Hi everyone !

Right now I can’t decide wich one is the most versatile and fit my personal needs, so I’m looking into your personal experience with each one of them, if you mind sharing your experience.

It’s mostly for secure shared volumes containing ebooks and media storage/files on my home network. Adding some security into the mix even tough I actually don’t need it (mostly for learning process).

More precisely how difficult is the NFS configuration with kerberos? Is it actually useful? Never used kerberos and have no idea how it works, so it’s a very much new tech on my side.

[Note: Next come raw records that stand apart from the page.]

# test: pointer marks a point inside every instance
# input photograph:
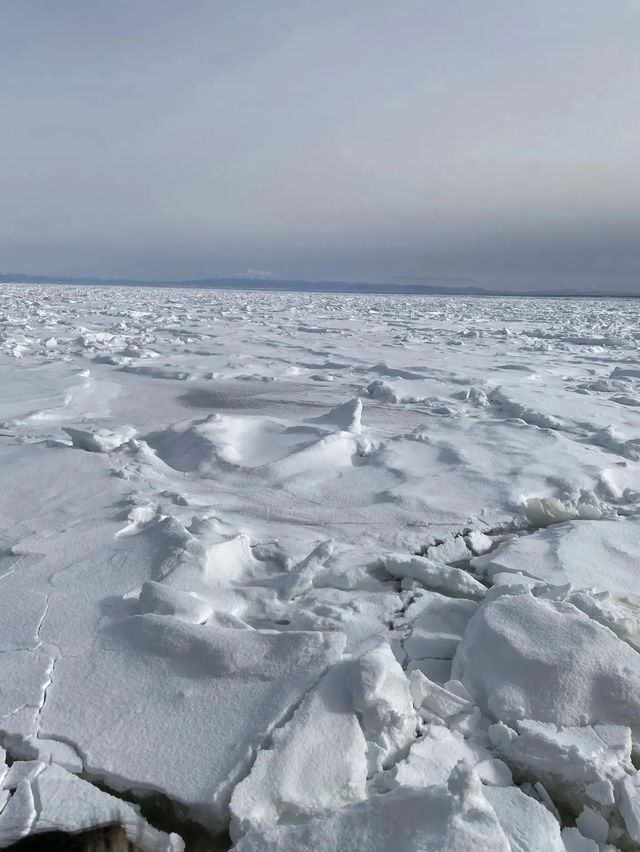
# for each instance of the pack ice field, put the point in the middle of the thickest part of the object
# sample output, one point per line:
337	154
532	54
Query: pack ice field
321	572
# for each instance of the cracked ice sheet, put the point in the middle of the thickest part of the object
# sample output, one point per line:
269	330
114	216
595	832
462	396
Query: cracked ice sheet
187	705
475	453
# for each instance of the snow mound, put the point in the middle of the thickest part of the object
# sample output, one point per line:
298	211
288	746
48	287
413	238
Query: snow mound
526	658
432	819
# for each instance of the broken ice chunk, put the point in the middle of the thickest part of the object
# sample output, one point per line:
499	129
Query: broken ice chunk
100	441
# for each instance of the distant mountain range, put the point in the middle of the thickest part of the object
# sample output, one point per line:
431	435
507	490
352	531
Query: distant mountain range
299	286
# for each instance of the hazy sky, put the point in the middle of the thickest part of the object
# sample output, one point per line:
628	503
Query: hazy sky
491	141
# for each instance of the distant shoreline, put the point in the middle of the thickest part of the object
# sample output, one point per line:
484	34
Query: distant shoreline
299	286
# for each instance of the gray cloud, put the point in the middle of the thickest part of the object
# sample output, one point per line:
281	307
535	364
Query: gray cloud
495	141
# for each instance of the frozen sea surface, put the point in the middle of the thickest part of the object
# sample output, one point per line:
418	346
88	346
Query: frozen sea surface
324	572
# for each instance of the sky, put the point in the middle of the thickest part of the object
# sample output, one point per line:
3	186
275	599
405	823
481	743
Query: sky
492	143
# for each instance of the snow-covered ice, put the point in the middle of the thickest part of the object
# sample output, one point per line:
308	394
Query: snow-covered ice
331	572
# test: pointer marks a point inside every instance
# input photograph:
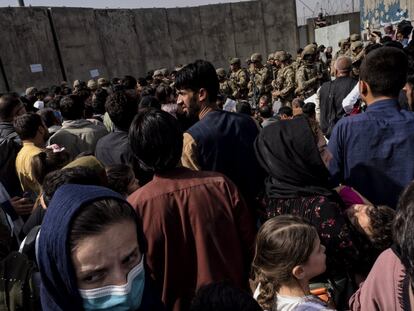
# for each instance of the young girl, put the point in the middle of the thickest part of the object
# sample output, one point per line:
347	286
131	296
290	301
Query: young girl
288	255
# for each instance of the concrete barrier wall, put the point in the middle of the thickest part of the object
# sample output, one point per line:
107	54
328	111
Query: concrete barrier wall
26	39
218	33
112	43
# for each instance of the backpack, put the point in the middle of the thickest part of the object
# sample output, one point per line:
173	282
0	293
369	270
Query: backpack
17	285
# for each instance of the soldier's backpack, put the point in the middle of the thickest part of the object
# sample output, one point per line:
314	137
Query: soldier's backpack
17	286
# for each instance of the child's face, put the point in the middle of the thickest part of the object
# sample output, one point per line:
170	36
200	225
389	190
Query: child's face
316	263
358	215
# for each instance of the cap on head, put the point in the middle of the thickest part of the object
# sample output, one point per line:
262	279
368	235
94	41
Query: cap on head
356	44
256	58
31	91
92	85
309	50
281	56
221	73
355	37
235	61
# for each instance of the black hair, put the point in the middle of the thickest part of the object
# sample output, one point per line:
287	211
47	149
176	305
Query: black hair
48	116
72	107
149	102
265	112
48	161
142	82
98	101
222	296
394	44
403	230
75	175
286	110
162	93
97	216
120	177
197	75
308	110
244	108
122	109
156	139
27	125
385	71
129	82
8	103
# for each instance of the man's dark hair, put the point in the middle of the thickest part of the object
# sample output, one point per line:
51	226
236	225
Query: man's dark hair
223	297
385	71
27	125
8	103
142	81
48	116
162	93
198	75
286	110
75	175
381	218
265	112
403	230
72	107
156	139
129	82
98	102
149	102
122	109
244	108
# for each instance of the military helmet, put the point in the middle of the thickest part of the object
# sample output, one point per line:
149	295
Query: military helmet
221	72
309	50
355	37
256	57
235	61
281	56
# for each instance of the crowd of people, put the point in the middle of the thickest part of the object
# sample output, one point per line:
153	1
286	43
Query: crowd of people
282	186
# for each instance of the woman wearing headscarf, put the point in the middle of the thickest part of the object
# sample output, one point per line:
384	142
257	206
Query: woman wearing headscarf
91	253
292	153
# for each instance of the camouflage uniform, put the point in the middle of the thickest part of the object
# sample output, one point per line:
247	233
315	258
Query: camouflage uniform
285	80
307	76
358	52
261	79
225	88
239	80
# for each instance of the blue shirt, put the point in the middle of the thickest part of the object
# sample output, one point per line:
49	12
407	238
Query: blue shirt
374	151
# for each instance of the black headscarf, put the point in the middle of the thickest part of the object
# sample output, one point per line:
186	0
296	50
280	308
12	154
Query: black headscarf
289	154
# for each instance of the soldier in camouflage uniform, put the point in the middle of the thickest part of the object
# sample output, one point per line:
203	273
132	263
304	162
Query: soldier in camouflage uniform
261	79
284	85
307	77
225	88
357	49
238	79
343	48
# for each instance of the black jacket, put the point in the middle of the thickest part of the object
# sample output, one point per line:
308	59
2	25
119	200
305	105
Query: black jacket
331	95
10	145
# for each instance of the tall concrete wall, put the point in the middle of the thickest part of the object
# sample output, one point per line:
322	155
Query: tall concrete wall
218	33
353	18
119	42
376	13
26	40
154	38
79	42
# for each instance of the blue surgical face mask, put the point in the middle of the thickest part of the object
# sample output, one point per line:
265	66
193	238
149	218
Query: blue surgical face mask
117	297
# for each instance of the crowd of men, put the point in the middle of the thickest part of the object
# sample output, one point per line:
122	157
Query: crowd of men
201	158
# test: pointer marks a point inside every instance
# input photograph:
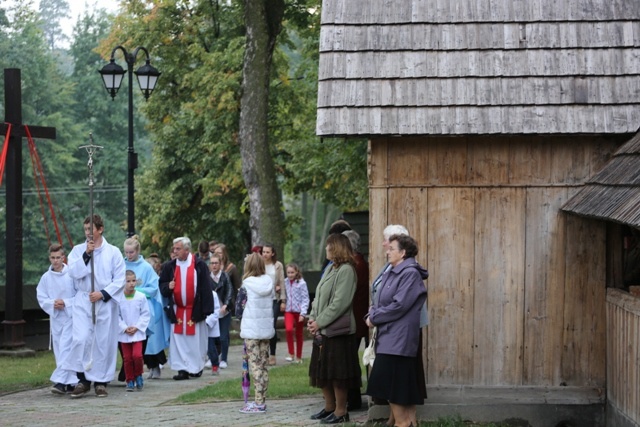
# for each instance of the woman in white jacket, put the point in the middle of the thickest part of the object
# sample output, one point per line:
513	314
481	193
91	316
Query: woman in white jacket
256	328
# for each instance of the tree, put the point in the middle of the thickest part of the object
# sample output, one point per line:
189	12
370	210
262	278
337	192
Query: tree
194	184
51	12
263	21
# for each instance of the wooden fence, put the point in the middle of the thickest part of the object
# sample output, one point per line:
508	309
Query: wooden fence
623	353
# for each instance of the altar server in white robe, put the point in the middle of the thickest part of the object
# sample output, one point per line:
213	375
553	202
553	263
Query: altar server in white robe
94	347
55	293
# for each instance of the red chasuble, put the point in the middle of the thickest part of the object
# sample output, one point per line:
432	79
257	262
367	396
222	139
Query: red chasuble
185	307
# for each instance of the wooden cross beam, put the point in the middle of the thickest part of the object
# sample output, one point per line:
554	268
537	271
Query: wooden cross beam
13	323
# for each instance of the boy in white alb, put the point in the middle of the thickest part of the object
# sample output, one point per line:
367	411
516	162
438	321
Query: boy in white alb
55	294
134	319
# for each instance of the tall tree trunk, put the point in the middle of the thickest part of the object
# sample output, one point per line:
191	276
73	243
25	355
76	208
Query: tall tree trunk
263	21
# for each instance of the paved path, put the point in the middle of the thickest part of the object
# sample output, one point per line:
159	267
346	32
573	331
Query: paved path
155	406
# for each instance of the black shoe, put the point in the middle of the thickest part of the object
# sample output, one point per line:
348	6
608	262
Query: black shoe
322	414
332	419
58	389
182	375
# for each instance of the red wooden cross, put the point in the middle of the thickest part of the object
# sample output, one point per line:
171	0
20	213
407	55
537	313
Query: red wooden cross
13	321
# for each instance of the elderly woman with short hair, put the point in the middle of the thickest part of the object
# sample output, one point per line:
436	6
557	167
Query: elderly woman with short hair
396	314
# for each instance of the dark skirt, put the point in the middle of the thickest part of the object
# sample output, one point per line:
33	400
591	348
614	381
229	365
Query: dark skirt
395	378
335	363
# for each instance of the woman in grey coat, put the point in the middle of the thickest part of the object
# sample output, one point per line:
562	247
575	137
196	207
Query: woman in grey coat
396	314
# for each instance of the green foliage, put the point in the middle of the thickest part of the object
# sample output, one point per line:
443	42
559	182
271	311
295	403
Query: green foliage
75	105
189	180
284	382
51	12
25	373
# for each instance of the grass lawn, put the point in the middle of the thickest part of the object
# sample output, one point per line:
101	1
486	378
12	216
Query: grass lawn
24	373
285	381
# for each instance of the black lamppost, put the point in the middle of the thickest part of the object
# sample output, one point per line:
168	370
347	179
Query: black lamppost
147	75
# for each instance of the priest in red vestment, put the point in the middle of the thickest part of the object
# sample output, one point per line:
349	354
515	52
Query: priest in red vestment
186	283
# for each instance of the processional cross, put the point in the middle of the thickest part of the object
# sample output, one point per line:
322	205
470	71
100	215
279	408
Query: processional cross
13	321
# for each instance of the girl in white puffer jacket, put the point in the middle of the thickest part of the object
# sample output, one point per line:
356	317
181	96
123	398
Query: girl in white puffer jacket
256	328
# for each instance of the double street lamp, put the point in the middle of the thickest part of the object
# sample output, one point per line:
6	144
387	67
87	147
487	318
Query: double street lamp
147	76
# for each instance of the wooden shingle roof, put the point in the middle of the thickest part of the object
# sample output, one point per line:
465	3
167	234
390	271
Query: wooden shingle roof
450	67
613	194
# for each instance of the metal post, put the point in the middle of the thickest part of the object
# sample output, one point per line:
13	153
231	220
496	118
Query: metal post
13	323
131	157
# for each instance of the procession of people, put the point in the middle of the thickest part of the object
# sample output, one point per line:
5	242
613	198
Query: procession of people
103	300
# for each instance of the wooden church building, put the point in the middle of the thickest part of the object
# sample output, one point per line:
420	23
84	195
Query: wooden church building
485	119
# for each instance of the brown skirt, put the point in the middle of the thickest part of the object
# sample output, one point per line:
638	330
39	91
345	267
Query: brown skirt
335	363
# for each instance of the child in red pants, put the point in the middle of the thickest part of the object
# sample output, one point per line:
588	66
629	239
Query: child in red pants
134	319
295	311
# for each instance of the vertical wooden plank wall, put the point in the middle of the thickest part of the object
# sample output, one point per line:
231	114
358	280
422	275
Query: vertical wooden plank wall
516	286
623	353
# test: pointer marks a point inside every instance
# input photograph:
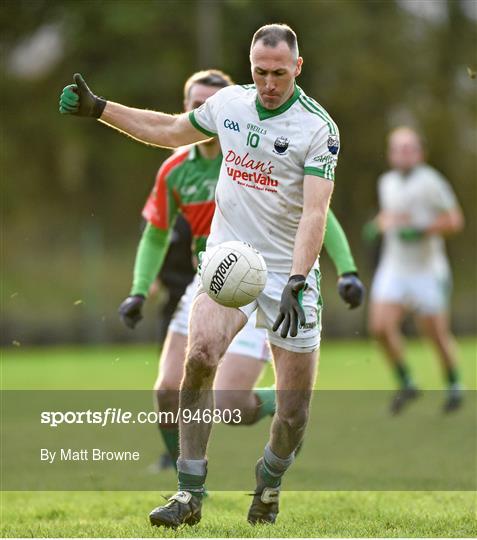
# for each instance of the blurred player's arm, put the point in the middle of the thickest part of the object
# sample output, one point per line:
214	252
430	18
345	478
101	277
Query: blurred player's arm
350	287
149	127
447	223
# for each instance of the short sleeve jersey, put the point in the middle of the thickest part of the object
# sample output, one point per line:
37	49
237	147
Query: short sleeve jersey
266	154
419	197
185	183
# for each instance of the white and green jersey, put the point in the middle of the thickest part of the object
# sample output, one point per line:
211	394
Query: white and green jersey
266	154
418	197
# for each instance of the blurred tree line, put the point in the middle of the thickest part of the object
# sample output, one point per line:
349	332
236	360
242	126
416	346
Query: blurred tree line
73	190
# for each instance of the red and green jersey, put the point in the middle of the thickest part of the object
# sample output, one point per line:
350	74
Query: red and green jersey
185	183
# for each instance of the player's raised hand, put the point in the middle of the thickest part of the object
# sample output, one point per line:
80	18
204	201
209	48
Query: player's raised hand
130	311
291	311
77	99
351	289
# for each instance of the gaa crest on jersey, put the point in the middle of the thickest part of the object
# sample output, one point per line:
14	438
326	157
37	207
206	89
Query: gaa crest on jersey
333	144
280	146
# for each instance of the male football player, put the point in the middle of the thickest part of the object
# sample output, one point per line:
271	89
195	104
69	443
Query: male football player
417	209
280	150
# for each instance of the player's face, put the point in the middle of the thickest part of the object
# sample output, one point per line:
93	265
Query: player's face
274	70
404	151
197	95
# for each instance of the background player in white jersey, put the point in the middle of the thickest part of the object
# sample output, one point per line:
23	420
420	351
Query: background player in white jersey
417	209
280	149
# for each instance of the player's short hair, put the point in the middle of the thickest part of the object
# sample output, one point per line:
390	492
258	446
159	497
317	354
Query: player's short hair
408	129
207	77
272	34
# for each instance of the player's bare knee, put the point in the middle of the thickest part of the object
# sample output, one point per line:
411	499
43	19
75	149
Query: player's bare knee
167	397
295	419
229	399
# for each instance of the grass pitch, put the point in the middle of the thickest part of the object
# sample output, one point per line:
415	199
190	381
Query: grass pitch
344	365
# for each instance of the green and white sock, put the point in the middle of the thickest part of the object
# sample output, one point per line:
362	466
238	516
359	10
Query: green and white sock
191	474
403	374
267	399
274	467
170	436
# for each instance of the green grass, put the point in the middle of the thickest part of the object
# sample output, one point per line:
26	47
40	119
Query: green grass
344	365
305	514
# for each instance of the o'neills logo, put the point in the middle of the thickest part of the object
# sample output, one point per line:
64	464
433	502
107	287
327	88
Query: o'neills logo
258	172
218	279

I would really apreciate some indepth personal experience and why you would considere one over another !

Thank you !

  • 2xsaiko
    link
    fedilink
    arrow-up
    1
    ·
    8 months ago

    Thank you, but I will probably stay with samba at the moment which will probably fullfil my current needs and seems more complex than I thought !

    Then, take a look at ksmbd which is basically a mini SMB implementation in the kernel. I haven’t used it yet, but apparently it’s more performant and easier to set up.

    If you don’t mind… Can you tell very briefly what kerberos actually solves in a coporate environnement ? Please, give me a sneek peak of the subject that awaits me :) !!

    It provides single sign-on capability. As I already said Active Directory is built on Kerberos for authentication, but it’s used similarly on Linux, logging in to Kerberos gives you a TGT (ticket-granting ticket) which essentially allows you to also authenticate to other services like NFS, SSH (in which case it can forward your ticket to the machine you log on to), stuff like IMAP, even websites (though as far as I’ve seen you need to do some stupid per-domain manual setup for at least Firefox) without having to enter your password again, at least, until the ticket expires, or storing it anywhere. There’s much more that supports it but I’ve only used it for NFS and I’ve experimented with using it for SSH auth, and only for personal use, so I can’t tell you what exactly.

    It’s worth noting that it’s purely for authentication and not authorization, so if you want central permission management, something else will have to do that, such as LDAP which is also what AD uses.